Surfing at lastMarch 2nd, 2009 | Posted by in 11-Australia
Who said surfing was easy? I though I’d save us some cash and go down the self-taught route – sure it can’t be that hard – only to discover weeks later that I was getting absolutely nowhere, not even a knee on the board let alone my two legs.
So, while in Byron Bay Sam and I had a three hour surfing lesson on boards the width of an elephant, both of us stood up on our first attempt. Later I showed the instructor my board and he laughed and asked if they sold me a snorkel as well. I thought that cheeky f**ker I’ll show him. Determined to prove a point, I went out that same evening for a few hours and eventually caught a large wave and was straight up on the board. All the lads were on similar boards so if they could do it so could I – it just took a little longer!

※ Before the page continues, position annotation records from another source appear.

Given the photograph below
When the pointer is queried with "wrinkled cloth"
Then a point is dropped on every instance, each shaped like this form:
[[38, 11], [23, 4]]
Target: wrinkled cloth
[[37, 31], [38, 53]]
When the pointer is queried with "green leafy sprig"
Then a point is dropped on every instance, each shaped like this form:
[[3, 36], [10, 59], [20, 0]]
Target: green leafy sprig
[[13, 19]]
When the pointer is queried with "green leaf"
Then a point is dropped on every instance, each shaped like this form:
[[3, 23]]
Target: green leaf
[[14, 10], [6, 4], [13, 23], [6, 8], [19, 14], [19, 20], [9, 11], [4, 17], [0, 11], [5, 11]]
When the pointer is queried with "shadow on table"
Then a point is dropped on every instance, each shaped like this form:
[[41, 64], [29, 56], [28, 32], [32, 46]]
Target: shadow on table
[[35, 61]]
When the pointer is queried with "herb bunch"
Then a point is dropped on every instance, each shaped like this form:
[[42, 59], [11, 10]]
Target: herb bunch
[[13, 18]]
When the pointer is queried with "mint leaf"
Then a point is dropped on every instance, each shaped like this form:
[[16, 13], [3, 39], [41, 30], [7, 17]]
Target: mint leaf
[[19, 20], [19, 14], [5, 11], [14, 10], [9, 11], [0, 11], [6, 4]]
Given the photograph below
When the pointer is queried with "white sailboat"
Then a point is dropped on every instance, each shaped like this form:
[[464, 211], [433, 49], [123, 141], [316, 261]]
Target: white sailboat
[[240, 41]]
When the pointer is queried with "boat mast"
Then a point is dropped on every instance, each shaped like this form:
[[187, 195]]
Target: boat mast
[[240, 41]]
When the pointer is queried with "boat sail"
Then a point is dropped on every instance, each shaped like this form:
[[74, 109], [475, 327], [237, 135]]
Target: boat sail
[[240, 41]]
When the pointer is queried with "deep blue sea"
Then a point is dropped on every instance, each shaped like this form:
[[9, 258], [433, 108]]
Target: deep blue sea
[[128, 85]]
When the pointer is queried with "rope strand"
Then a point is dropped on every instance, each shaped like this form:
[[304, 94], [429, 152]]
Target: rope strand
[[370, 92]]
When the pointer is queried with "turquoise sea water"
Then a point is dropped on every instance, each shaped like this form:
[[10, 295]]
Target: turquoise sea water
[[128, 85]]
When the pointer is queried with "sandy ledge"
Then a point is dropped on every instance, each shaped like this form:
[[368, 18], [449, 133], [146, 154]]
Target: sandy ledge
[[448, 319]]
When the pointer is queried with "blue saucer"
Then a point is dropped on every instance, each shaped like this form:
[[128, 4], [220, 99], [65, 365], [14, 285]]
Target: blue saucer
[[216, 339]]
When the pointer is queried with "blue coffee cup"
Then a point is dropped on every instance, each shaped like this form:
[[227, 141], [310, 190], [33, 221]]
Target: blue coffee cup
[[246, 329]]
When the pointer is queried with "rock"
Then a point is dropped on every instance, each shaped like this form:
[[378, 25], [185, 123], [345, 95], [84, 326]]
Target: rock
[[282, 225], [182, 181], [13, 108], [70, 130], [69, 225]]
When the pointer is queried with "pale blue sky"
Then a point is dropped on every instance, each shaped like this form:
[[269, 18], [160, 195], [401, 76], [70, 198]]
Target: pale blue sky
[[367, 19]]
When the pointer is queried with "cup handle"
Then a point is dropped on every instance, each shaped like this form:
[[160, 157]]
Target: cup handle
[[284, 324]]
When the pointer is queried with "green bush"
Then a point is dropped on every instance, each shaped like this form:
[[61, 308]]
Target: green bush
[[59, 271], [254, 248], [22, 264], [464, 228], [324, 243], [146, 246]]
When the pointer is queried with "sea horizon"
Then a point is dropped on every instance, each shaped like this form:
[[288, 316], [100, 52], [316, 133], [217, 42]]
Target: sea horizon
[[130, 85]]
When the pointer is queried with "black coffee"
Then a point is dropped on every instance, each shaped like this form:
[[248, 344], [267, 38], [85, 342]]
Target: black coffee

If you’re piss’n around in training waves you have no hope of standing on a small board, but with the larger waves you get the speed and you’re away. It wasn’t all glory, I have far too many bruises and cuts to prove my efforts – the board doesn’t half hurt when you’re being tumbled with it like a washing machine.
Sam took these few pics when I first managed to surf and I’ve improved no end since which you’ll see in the last few. We’ve been to some 10 different surfing beaches along the coast to try out the different waves and swells. The best was Garie Beach in The Royal National Park (the last few pics), absolutely awesome. The waves were averaging 10–12ft and if you fell off it was hell – tumbled for a good 10–15 feet.
If anybody out there is planning on learning to surf, get some lessons and it will save you so much time and effort. I can now see why so many people are addicted, catching and surfing a wave is one hell of a buzz!